Implementation: `${CLAUDE_PLUGIN_ROOT}/skills/verification/test-affected.sh`

### What it runs

| Change touches | Runs |
|---|---|
| `backend/**/*.py` | `pytest --testmon -x -q -m "not slow and not external"` |
| `frontend/packages/*/src/**` | `bun x vitest run --changed <since>` in the package dir |
| `frontend/src/**` | `bun x vitest run --changed <since>` |
| `.woodpecker/**` / `scripts/**` | syntax validation (`yq` / `shellcheck`) |

### Budget enforcement

- Total wall-clock budget: **30s** (configurable via `--budget`)
- On timeout: SIGTERM the runner, print `Unrun N tests — covered in CI`
- Exit code: `0` green / `1` red / `2` budget exceeded (advisory)

### pytest-testmon fallback chain (TIA — Test Impact Analysis)

1. If `backend/.testmondata` exists → use `--testmon` (SQLite TIA cache)
2. Else if `.testmondata` missing → fall back to `--lf` (last-failed)
3. Else → select by filepath map (`backend/app/X.py → backend/tests/.../test_X.py`)

### Test cache pluggable backends (CATO Rule 9)

The `.testmondata` SQLite blob can be shared across CI agents via:

1. **Valkey** (preferred, ~5ms latency) — `VALKEY_URL` env var
2. **Forgejo generic package registry** (portable) — `FORGEJO_API` + `FORGEJO_TOKEN`
3. **Filesystem / NFS mount** (simplest) — `CATO_TESTMON_FS_DIR`

Key schema: `cato:testmondata:{branch}:py{major.minor}`, TTL 14 days.
SQLite magic-byte validation rejects corrupt blobs (cache poisoning guard).
Missing config → cache is skipped (cold seed), never fails CI.

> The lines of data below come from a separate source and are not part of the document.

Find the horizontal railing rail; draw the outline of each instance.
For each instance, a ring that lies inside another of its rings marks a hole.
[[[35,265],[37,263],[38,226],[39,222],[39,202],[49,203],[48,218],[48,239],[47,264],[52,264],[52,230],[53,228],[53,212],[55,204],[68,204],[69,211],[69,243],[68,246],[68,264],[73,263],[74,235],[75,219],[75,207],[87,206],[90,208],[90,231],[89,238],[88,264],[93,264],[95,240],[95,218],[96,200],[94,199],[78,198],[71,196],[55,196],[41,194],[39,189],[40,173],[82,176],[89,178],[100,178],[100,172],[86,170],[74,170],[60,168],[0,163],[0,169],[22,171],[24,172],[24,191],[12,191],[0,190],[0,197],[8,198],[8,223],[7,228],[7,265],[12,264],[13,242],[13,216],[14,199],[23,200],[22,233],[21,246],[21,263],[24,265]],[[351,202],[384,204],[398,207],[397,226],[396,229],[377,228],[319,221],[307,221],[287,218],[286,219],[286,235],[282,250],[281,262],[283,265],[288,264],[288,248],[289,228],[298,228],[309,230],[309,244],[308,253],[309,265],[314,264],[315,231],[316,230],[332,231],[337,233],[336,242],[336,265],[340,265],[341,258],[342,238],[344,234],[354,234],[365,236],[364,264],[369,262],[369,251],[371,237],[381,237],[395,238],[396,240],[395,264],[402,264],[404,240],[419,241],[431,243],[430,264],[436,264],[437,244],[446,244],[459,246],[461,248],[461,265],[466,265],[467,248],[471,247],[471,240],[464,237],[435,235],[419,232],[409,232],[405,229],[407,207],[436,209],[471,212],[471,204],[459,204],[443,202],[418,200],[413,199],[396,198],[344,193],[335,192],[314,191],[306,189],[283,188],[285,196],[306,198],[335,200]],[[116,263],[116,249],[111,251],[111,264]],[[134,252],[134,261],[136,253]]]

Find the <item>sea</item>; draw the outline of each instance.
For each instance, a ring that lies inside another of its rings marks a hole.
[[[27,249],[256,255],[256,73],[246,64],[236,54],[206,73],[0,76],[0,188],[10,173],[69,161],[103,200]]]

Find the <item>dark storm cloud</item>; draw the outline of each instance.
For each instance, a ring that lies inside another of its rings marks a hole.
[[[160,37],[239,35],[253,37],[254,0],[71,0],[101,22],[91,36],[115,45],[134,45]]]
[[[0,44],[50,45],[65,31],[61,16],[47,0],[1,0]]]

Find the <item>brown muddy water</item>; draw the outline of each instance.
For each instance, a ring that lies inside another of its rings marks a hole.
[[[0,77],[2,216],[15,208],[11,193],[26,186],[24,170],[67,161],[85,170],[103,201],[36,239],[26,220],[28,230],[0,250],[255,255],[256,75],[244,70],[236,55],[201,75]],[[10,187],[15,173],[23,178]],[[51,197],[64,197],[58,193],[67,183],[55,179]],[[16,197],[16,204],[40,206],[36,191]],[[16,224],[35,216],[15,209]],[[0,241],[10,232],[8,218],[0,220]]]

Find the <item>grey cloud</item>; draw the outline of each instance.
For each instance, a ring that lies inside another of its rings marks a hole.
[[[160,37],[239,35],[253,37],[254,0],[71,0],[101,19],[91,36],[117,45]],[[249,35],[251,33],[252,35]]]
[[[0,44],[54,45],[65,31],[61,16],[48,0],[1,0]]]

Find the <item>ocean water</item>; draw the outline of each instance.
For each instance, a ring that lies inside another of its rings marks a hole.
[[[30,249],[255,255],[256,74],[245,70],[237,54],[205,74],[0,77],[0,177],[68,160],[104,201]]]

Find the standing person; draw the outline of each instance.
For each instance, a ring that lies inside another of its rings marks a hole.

### G1 pre-push gate integration

Hook: `${CLAUDE_PLUGIN_ROOT}/hooks/pre-push-affected`
- PreToolUse on `Bash(git push …)` — runs the sub-mode advisory v1
- Logs results to `~/.claude/ci-health.jsonl` (does NOT block push by default)
- Flip to blocking via env `ATLAS_G1_BLOCKING=true` (Phase 5 hazy-mapping-stallman)
- Opt-out: `ATLAS_SKIP_G1=1` one-shot bypass

### vitest --changed pattern

Frontend stream uses Vitest's native `--changed <since>` flag — no custom
diff parsing. Vitest computes the dependency graph and runs only tests whose
imports transitively touch a changed file. `--passWithNoTests` ensures clean
exit when no frontend changes.

### References

- pytest-testmon: https://pypi.org/project/pytest-testmon/
- vitest --changed: https://vitest.dev/guide/cli#changed
- CATO orchestration: `.claude/rules/cato-orchestration.md` (Synapse repo)
- Plan parent (G1 doctrine): `.blueprint/plans/hazy-mapping-stallman.md` Section F / T3.2

---

## Verify-App Orchestrator (SOTA 2026 — sp6)

> Entry point: `commands/verify-app.md` (`/atlas verify-app`)
> Sub-plan: `.blueprint/plans/sp6-verify-app-sota-2026.md`
> Iron Law: `LAW-CI-VERIFY-001` — evidence before assertions on ALL gates.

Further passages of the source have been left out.